50th Anniversary of tragedy at Aberfan - A disaster that could and should have been prevented

On Friday 21 October 1966, a terrible disaster befell the coal mining village of Aberfan in South Wales. On that day a catastrophic collapse of a colliery spoil tip killed 116 children and 28 adults. For decades leading up to 1966 excavated mining debris from the National Coal Board's Merthyr Vale Colliery had been deposited on the side of Mynydd Merthyr, directly above Aberfan. Early on the morning of 21 October, after a number of days of heavy rain, the subsidence began. At about 9.15 am more than 150,000 cubic metres (5,300,000 cu ft) of saturated debris flowed downhill at high speed. Destroying in its path a farm, a number of terraced houses and smashing into the side of Pantglas Junior School and part of the separate senior school. The thick black mud and rubble demolished walls and filled the classrooms up to a depth of about 33 ft (10 metres). 

Desperate parents rushed to the scene, many digging through the rubble with their bare hands, trying to rescue the buried children. Police from Merthyr Tydfil arrived on the site, volunteers rushed to the village including miners from local collieries and other pits across South Wales. Conditions remained treacherous with a large amount of water and mud still flowing down the slope. Some children were pulled out alive in the first hour, but no survivors were found after 11 am. Emergency services workers and volunteers continued their rescue efforts but it was nearly a week before all the bodies were recovered. The final death toll was 144, including 116 children between the ages of 7 and 10. Most of the victims were interred at Bryntaf Cemetery in Aberfan in a funeral held on 27 October 1966, attended by more than 2,000 people.

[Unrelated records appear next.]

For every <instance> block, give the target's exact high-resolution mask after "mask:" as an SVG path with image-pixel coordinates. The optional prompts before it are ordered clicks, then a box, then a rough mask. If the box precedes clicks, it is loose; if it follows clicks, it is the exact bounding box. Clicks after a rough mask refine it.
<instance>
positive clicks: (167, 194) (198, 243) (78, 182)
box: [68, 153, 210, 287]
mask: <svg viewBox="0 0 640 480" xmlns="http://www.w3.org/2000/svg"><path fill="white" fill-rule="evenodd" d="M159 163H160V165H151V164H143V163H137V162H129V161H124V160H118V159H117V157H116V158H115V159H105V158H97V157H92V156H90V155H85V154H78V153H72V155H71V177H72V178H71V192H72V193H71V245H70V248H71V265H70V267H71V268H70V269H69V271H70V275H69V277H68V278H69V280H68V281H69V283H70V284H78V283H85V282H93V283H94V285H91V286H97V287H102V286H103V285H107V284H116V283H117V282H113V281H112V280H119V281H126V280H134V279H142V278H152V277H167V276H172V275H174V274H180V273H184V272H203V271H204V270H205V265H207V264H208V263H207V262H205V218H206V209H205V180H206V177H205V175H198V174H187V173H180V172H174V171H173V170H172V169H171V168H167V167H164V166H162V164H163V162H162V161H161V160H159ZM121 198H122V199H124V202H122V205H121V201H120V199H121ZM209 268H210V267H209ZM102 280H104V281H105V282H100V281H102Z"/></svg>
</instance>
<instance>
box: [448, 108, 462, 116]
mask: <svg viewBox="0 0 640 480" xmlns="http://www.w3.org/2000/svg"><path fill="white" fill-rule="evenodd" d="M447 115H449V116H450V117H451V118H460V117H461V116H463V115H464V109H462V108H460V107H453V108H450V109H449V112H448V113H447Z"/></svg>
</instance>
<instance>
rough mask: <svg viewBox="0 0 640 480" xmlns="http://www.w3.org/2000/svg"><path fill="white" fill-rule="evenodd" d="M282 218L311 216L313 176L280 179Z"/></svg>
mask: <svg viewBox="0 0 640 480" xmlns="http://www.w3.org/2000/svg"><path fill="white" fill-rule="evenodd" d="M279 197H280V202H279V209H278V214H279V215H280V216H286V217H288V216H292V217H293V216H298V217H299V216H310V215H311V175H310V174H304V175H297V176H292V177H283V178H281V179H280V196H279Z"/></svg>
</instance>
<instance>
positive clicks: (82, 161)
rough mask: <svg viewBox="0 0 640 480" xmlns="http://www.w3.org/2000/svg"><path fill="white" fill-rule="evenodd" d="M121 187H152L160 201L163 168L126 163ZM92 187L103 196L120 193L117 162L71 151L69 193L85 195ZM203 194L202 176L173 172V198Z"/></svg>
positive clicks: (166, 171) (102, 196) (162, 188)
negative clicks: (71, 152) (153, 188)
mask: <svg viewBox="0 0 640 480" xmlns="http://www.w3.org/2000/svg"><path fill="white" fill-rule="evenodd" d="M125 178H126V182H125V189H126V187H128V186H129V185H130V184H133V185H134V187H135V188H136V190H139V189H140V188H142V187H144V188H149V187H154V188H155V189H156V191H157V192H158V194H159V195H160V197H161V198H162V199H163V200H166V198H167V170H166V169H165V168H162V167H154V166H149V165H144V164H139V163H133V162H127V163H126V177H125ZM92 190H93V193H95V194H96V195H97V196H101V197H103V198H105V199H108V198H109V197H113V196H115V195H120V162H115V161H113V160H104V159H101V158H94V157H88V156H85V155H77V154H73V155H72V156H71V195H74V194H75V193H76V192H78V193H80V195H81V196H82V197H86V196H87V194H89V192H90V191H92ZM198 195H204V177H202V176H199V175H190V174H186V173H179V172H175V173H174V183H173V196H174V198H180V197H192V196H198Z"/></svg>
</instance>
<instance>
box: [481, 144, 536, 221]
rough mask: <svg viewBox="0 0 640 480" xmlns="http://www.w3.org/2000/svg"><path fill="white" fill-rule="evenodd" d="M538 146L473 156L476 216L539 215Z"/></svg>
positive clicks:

A subsequent tribunal to inquire into the causes of and circumstances of the tragedy was held. It placed blame for the disaster upon the National Coal Board stating in its conclusion: 'The Aberfan disaster is a terrifying tale of bungling ineptitude by men charged with tasks for which they were totally unfitted'. There had been warnings about the danger of the tips above Aberfan prior to the tragedy. The loose rock and mining spoil had been piled over a layer of porous sandstone that contained many underground springs. Local authorities had already raised concerns about the tip pointing out that it posed a risk to the village primary school. The NCB's area management did not adequately act upon these concerns. 

The chairman of the National Coal Board (NCB) at the time was Alfred Lord Robens. When he eventually arrived in Aberfan on the evening of the day after the disaster, he told a TV reporter that the slide had been due to 'natural unknown springs' beneath the tip and that nothing could have been done to prevent the slide. This was not true, the springs had been known about and were marked on maps of the area. Yet the NCB had continued to tip on top of these springs. The potential danger posed by the tip to Pantglas school had also been previously acknowledged. There had also been previous incidents of tip instability in South Wales that would have given clear information on the very real dangers posed. The Aberfan inquiry of 1967 stated: ‘Our strong and unanimous conclusion is that the Aberfan disaster could and should have been prevented’.

Many tributes have taken place or are planned throughout Wales and in other parts of the world around the anniversary of the Aberfan disaster. It has been described as Aberfan’s 'lost generation' remembered 50 years on. Leaving behind many whose lives have been permanently scarred by the experience of that tragic day on 21 October 1966.